I used to wonder how the usual problem kids felt when they were called out like this. I always assumed it was shame or humiliation that lurked beneath their blank, defiant expressions, because otherwise how could they live with themselves? But I was starting to see things another way. It was too hard to care about this kind of stuff anymore, even with my future at stake.

“I’m going to give you another chance. You can make up for the exam by writing a ten-page paper on the same topic. You have until the end of the semester to turn it in.”
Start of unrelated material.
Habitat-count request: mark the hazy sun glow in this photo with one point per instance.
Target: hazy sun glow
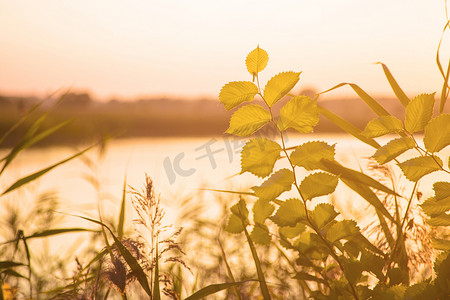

“Thanks.” I knew it was the right thing to say since she
was being so kind. But I felt so removed, like I was floating on a cloud, looking down at my life. From that vantage point, all this effort to get good grades just to go to college and do the same thing there all over again seemed pointless, like a way to avoid really living. I was starting to realize that I had spent my life trying to make
other
people happy—Derek, my parents, my teachers. But what was the point? If nothing else, surviving death had taught me that, and spending time with Nick confirmed it. He was the first one to show me that there was more to life than what went on within these walls. And he was all I could think about.

• • •

“Can you hear me?”

I was taking a drink from the outdoor water fountain by the front entrance when Derek tapped me on the shoulder. The school day was over and I was waiting for Annie to finish a yearbook meeting.

“What’s that?” Startled, I straightened up and removed an earbud.

“I’m glad to see those things aren’t glued in.” He lifted the loose earbud dangling from my neck and began twirling it around his finger. “I was just saying leave some for the rest of us,” he said, gesturing to the water fountain. He was standing close enough that I could smell his Old Spice deodorant.

“Oh, yeah, sure,” I said, taking a step back so he could take a drink. It felt so strange to be standing here talking to him after such a long silence. Six weeks to be exact. What was even stranger was that I hadn’t thought about him once all day.

“And that was a joke. Are you okay?” He asked it casually, like we still hung out all the time.

“Yeah.” I instinctively reached up for the heart around my neck, forgetting that I had buried it. I dropped my hand back by my side. “Why?”

“You look like you have a headache.”

“What do you mean?”

“You always kind of squint your eyes and get this cute indentation on your forehead when your head hurts. It’s right here,” he said, pressing his finger above my left eye.

I waited to feel some jolt or sense of excitement at his touch, but I didn’t feel anything except confused. “Well, I feel fine.”